A recent article in the Chronicle of Higher Education titled "Doing Time, With a Degree to Show for It," discusses the value of higher education for prison inmates. The author is a distinguished fellow at the Bard Prison Initiative. I was especially arrested by this excerpt from the author's conversation with a former inmate:

As I pressed him to explain, he talked of growing up in Harlem, where his friends in the street always wanted to know "who was putting us down." Bard taught him, he said, to think critically about statements like that. His classes in history and anthropology had enabled him to understand his situation in a social context. "Now," he said, smiling, "I know life is more than 'us versus them.'"

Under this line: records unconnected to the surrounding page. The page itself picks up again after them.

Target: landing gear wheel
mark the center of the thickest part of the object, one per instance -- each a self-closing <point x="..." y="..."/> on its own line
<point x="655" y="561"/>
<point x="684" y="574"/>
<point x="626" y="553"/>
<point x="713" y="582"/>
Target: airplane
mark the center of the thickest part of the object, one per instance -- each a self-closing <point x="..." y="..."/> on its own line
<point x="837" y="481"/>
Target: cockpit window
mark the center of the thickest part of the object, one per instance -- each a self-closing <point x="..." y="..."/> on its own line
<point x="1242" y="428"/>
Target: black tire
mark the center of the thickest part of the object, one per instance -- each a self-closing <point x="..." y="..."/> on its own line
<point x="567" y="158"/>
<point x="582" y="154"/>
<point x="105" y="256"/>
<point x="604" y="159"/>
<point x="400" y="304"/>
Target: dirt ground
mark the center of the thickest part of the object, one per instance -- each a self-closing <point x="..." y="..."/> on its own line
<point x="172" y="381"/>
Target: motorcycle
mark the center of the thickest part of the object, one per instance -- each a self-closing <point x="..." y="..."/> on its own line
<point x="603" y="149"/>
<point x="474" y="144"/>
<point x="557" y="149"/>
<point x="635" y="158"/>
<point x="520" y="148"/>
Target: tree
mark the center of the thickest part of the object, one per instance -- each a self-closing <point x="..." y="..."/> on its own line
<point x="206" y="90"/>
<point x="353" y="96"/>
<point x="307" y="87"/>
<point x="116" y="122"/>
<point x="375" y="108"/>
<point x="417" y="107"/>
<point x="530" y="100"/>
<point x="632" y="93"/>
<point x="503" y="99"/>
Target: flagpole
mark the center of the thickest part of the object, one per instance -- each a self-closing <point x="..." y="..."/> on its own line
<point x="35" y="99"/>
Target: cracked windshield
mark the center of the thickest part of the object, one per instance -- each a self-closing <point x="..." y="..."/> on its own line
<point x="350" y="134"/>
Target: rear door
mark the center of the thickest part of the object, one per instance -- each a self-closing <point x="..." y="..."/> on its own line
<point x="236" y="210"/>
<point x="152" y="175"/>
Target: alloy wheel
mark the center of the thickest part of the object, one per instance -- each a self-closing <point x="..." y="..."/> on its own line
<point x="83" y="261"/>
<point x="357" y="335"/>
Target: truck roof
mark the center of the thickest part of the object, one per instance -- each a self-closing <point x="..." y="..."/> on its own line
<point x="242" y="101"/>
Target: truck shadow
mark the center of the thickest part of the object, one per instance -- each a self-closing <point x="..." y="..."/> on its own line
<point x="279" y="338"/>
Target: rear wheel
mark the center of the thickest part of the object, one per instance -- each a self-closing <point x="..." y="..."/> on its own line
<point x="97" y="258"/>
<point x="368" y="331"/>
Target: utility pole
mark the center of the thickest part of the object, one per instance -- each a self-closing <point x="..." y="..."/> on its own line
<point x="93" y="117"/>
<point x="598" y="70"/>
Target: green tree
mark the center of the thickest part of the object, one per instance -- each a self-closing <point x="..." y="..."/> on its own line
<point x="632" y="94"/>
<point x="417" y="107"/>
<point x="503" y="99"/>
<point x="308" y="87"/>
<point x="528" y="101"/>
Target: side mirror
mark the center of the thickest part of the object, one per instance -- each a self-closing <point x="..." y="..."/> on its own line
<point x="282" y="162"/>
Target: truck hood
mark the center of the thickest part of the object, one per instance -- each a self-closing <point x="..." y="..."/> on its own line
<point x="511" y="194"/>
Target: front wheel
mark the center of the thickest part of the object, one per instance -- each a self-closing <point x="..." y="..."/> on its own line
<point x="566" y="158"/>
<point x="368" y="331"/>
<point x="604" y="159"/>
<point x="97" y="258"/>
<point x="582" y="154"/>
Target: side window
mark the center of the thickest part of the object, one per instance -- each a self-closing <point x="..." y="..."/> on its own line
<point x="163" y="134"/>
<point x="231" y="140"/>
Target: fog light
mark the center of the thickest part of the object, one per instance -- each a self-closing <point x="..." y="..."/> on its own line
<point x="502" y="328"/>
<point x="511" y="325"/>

 Life is more than 'us versus them.' I'm glad that history and anthropology classes are teaching this to the incarcerated. But for most students, liberal arts classes teach just the opposite - that history is the history of identity-group-based oppression. Just look at Howard Zinn's textbooks. It sounds as if colleges and universities have something to learn from programs such as the Bard Prison Initiative. To read further on prison education, check out this article from the NAS:

Inmates in liberal arts programs frequently invoke the language of inner freedom to describe their experience.  The irony, of course, is that so many students who are on the outside attending elite four-year colleges and universities adopt the pretence that their freedom is phony and that they are victims of an oppressive society.